“Just the Facts, Ma’am”
There is a lot of speculation involving my new project, the Drish House. It is an old and complicated house, and has certainly had an unusual history. Over the years rumors have spread concerning possible paranormal activities. Many of these are quite entertaining, but I thought it best that we begin with “just the facts.” In this post, I wanted to share the “facts” concerning the builder and original owner, John Drish, and his family.
Dr. John Drish was born in Virginia in 1795, where he trained as a physician and married a wealthy widow, Catherine Washington. He had one daughter born to this marriage, also named Catherine. Unfortunately, the first Mrs. Drish died while her daughter was still quite young .
Following his wife’s death, Dr. Drish left his daughter with relatives in 1822 and came to seek increased fortune in Tuscaloosa, Alabama. He married another wealthy widow, Sarah Owen, in 1825. There are many first-hand accounts of his good looks and charm – he certainly used them to his advantage in marriage!
Dr. Drish used his second wife’s money to buy 160 acres on the southern border of Tuscaloosa and dubbed the new plantation “Monroe Place.” He began construction on his house in 1837. Originally, the house would have quite plain, in the Federal style, but it was one of the largest houses in the county. Catherine Drish came from Virginia to live with her father and step-mother and the family moved in the new house.
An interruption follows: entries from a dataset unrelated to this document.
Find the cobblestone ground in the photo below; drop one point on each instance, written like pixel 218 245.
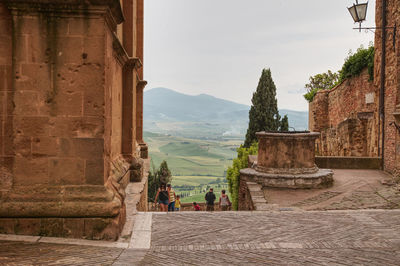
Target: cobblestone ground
pixel 274 238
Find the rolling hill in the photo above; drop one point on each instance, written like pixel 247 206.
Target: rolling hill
pixel 202 116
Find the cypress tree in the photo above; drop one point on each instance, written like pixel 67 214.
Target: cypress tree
pixel 263 115
pixel 284 124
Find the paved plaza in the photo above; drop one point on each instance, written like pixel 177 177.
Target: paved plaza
pixel 364 237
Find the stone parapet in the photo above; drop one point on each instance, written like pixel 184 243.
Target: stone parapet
pixel 321 179
pixel 338 162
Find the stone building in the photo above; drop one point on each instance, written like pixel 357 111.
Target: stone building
pixel 347 118
pixel 71 91
pixel 348 115
pixel 391 136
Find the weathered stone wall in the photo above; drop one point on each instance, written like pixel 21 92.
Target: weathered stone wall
pixel 392 82
pixel 6 94
pixel 61 152
pixel 245 202
pixel 347 118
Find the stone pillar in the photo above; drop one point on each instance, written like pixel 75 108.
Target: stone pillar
pixel 130 79
pixel 61 119
pixel 139 119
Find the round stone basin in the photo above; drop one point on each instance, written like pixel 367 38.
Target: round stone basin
pixel 286 152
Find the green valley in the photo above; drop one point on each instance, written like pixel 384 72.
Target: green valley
pixel 196 165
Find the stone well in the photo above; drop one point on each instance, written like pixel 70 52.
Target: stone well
pixel 287 160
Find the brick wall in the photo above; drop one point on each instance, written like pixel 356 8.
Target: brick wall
pixel 392 82
pixel 61 116
pixel 346 116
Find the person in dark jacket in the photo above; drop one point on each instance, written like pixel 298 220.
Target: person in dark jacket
pixel 210 198
pixel 163 199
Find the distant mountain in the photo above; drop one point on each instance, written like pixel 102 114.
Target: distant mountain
pixel 201 116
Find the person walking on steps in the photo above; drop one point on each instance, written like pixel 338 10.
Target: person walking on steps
pixel 210 198
pixel 224 201
pixel 162 195
pixel 178 203
pixel 172 196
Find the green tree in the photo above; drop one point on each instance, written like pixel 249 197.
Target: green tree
pixel 159 176
pixel 263 115
pixel 284 124
pixel 233 173
pixel 323 81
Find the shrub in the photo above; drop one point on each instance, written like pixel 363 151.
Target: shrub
pixel 355 63
pixel 352 67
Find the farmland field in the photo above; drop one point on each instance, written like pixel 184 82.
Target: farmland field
pixel 196 165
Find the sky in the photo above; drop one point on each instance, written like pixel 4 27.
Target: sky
pixel 219 47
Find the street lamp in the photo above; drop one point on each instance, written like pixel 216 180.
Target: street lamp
pixel 358 12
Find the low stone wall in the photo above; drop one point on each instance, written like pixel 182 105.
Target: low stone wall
pixel 336 162
pixel 184 207
pixel 347 118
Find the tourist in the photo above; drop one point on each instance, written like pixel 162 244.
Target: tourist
pixel 224 201
pixel 171 197
pixel 210 198
pixel 196 206
pixel 178 203
pixel 162 195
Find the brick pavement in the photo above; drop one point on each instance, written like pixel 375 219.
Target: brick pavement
pixel 280 238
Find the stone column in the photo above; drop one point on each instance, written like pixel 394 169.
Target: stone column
pixel 62 154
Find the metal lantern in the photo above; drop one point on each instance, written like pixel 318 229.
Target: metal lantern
pixel 358 11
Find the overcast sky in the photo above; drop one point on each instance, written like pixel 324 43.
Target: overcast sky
pixel 219 47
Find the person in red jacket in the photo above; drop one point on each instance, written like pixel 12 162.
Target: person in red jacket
pixel 196 206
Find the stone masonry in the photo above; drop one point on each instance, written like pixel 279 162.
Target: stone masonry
pixel 347 115
pixel 392 82
pixel 347 118
pixel 70 115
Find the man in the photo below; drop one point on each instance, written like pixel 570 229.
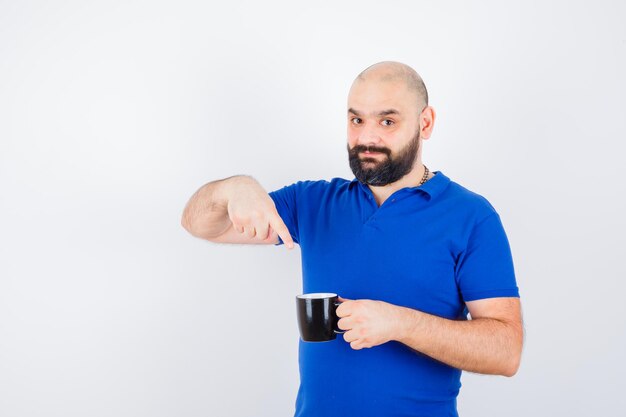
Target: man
pixel 410 251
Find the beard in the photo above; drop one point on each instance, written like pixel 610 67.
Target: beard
pixel 390 169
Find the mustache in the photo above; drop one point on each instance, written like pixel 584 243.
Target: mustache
pixel 362 148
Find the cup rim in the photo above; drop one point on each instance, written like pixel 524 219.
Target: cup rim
pixel 316 295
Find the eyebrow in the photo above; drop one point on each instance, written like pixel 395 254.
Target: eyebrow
pixel 380 113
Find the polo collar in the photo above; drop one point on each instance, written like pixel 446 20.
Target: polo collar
pixel 432 188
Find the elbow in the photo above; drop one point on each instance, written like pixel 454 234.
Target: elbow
pixel 511 368
pixel 513 361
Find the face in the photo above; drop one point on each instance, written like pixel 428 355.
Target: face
pixel 383 131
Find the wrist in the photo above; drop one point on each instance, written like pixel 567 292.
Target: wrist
pixel 407 324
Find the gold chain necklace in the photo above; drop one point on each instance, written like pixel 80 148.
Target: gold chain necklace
pixel 425 177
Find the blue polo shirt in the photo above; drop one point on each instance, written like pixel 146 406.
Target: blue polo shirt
pixel 429 248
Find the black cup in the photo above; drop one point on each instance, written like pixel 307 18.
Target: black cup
pixel 317 316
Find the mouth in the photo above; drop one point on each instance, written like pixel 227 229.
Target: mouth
pixel 369 153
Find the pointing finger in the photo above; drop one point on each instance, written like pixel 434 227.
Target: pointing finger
pixel 279 226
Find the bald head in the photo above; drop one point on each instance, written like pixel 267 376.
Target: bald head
pixel 392 71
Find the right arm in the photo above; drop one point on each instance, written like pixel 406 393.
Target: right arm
pixel 234 210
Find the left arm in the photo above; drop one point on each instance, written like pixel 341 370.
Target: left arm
pixel 490 343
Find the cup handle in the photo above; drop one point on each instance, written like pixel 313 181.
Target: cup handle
pixel 337 330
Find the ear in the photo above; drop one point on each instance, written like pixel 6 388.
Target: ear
pixel 427 122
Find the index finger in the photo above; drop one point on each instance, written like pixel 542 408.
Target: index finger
pixel 279 226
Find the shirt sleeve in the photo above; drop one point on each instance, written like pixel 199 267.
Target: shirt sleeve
pixel 485 269
pixel 285 202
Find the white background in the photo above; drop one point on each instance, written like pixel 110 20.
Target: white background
pixel 113 113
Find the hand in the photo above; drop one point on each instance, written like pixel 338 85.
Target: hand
pixel 367 322
pixel 253 213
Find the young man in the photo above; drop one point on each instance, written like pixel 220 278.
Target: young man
pixel 410 251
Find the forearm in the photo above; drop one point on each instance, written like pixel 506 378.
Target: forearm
pixel 206 212
pixel 482 345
An avid builder, Dr. Drish was not content to just live in his new house. In the 1840s, as Greek Revival style swept the South in the wake of Greek independence, Drish added massive porticos of columns to the house. He chose the more formal Ionic style for the front and the Doric style for the rear. Later, in the 1850’s as Italianate architecture came into vogue, Drish added a large, three-level Italianate tower to the house, along with many new trim details. The house fit his stature as one of the wealthiest men in the state.
The Civil War devastated the fortunes of the South’s planter elite, and John Drish was no exception. The house survived the war, likely because the invading Yankees had received news that Confederate forces under General Nathan Bedford Forrest were nearby. However, there was no money left for upkeep of the grand house and it fell into disrepair. Dr Drish died in 1867 and Sarah followed in 1884. They are buried in Tuscaloosa’s Greenwood Cemetery.
There are many more “facts” to come before we delve into other realms. Be patient and let the story unfold.